I encountered this problem as well with a camera that actually shoots video in wide-screen (FCE would compact it giving it a "stilted" look); which was one of two problems I had when I first started to use FCE (yesterday), both of which I solved with iMovie. The first, which I shall briefly mention, is that my camcorder interfaces with USB, not Firewire, so I had to import the movie clips from my camcorder with iMovie (ver. 7.1.4). iMovie preserves the 16:9 aspect ratio if one tells it to.
At first, I used the files iMovie would make for its own use (the files in the "Event Library"). FCE would import these, but it would squash them into 4:3 every time. After looking around on the internet--including this thread--I did more experimenting.
I noticed that if I imported a movie that was exported as a wide-screen Quicktime movie (such as the graduation video I made for my cousin using iMovie), FCE would rightly treat it as a wide-screen video.
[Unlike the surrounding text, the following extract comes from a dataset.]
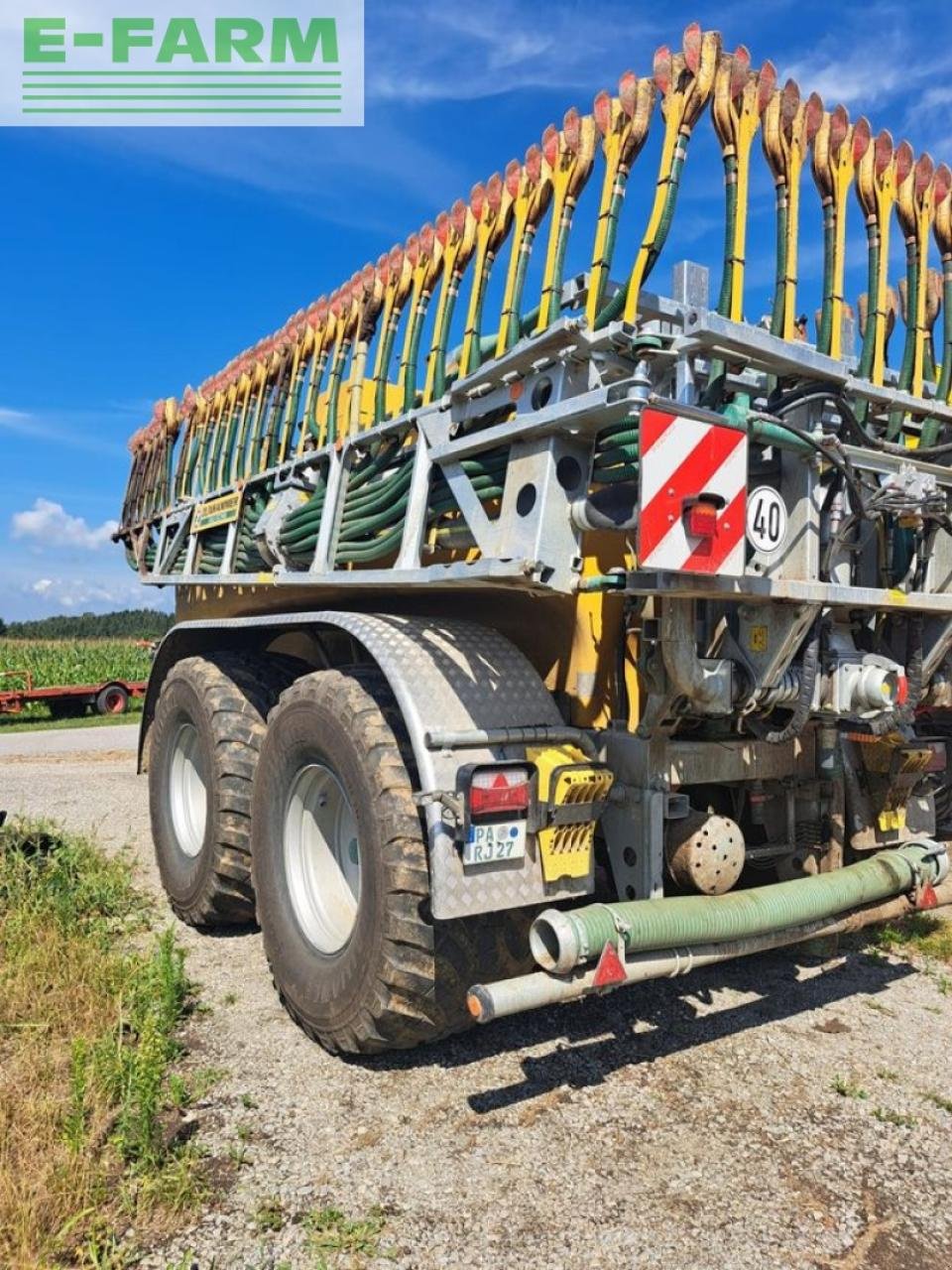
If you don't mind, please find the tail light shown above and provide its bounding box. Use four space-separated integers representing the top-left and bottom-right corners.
684 494 724 539
468 767 531 818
What this means is, if you import your clips from your camcorder into an event, collect all the clips you want to edit into an iMovie project, then export the project "using Quicktime", you can then import that with FCE and edit it in wide-screen format.
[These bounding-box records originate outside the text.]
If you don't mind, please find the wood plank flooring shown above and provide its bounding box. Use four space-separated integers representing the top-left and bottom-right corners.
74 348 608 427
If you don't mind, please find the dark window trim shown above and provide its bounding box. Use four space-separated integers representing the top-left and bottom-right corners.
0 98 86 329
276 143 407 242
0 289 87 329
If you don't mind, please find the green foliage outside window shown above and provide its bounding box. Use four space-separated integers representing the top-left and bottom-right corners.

The manner in which you export it depends on how fast your computer is or how much time you have: on my 3.06 GHz (Intel core duo) iMac, it took 2 and a half hours to export a 13 minute video (16:9, standard def.) in an uncompressed Quicktime movie with the quality settings the highest. Determine which file format is right for you if you do not quite have the time to enjoy every clip in its uncompressed, no-loss format.